There was no sign of any other caravan, or of an icefall which would have blocked the road. Once or twice they found great humps, making the road like a switchback, undulating for miles. These were caused by avalanches which had been partly cleared or had half melted, making it just possible, with great effort, to climb up the small hill and slide down the other side, ready for the next, inevitable mound.
Beyond the pass they had expected to see a scene like the one from which they had come, the pines shading down to the cedars, then the oaks, and then perhaps smiling valleys and pastures, herds of goats and sheep, villages and friendly faces.
In fact, all that they could see, with the trail winding away into the distance, was a deep fissure, without snow or ice, a gouge like the brown of an iced cake showing through the frosting, running for some hundred yards, until it ran out – at another wall of ice.
That was why there were no caravans, no travellers. The road was blocked.

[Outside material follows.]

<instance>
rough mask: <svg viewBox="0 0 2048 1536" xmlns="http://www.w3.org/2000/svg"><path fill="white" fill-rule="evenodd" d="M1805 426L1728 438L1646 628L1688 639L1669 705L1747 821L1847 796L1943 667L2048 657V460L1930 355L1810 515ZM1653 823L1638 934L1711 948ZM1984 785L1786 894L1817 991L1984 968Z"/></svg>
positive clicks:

When they reached the wall, Adam and the captain at once realized that this was not something that they, that anyone, could clear away. There had been an ice-fall: not just an avalanche, but the subsidence of a small, partially melting, glacier. Or even, perhaps, a small earthquake.
A piece of ice, solid and weighing thousands of tons, had slid down from a plateau above, and shattered into the cleft through which the road formerly went. Then it had re-frozen.

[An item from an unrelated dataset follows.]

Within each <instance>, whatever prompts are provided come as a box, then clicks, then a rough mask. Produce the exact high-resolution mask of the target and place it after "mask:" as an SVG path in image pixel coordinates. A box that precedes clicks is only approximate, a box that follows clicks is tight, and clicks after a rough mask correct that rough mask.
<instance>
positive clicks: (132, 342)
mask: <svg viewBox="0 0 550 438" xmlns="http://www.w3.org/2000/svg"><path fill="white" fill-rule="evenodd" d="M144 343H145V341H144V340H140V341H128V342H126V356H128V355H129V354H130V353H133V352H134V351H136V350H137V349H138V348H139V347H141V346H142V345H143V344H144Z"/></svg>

There was no doubt about it: they had a mountain to cross. ‘This,’ said Haidar, ‘is Kara Dagh, the Black Mountain. It is snow and ice on the other side, too. The only good thing we can say about the situation is that this is the last barrier between us and Turkestan. If we get over it, we shall have reached some sort of safety.’
On more close inspection, the ice-encrusted walls on either side of the ice-fall were neither sheer nor completely solid. Here and there one could see what looked like goat-tracks. Perhaps later in the summer, say by late August, it might even be possible to traverse it without too much difficulty. So, although possible now, it would be very difficult indeed. And they were too heavily laden.
They would have to abandon their arms.
Sorrowfully, they collected their weapons and ammunition, piled them in stacks and covered them with snow. This lightened each man’s load by more than thirty pounds. Estimating that the crossing should take two days at the most, they shed all food except what they would need for that time. They kept, too, grease, a kettle and butane gaslamp, and a few medicines, for each group of five. Then they started the climb.
They had reckoned without the absence of shelter huts, and the fact that some of the party were better climbers, younger, in better physical condition, than others. They had no climbing gear, no ropes, no proper boots. None of them had any experience of mountaineering. In that first day they reached the top of a peak, to find that it led nowhere. As night fell the sixty huddled together, keeping one another just warm enough to survive, their faces covered with blankets, breathing painfully and dozing fitfully in the thin air.
The next day, seeing a path below, they split into four parties to test the ground, since the ice was often cracked, with fissures covered, in places, by only a thin layer of crushed ice. It was as if the whole mountain was surfaced with an ice whose brittleness was of an unusual order.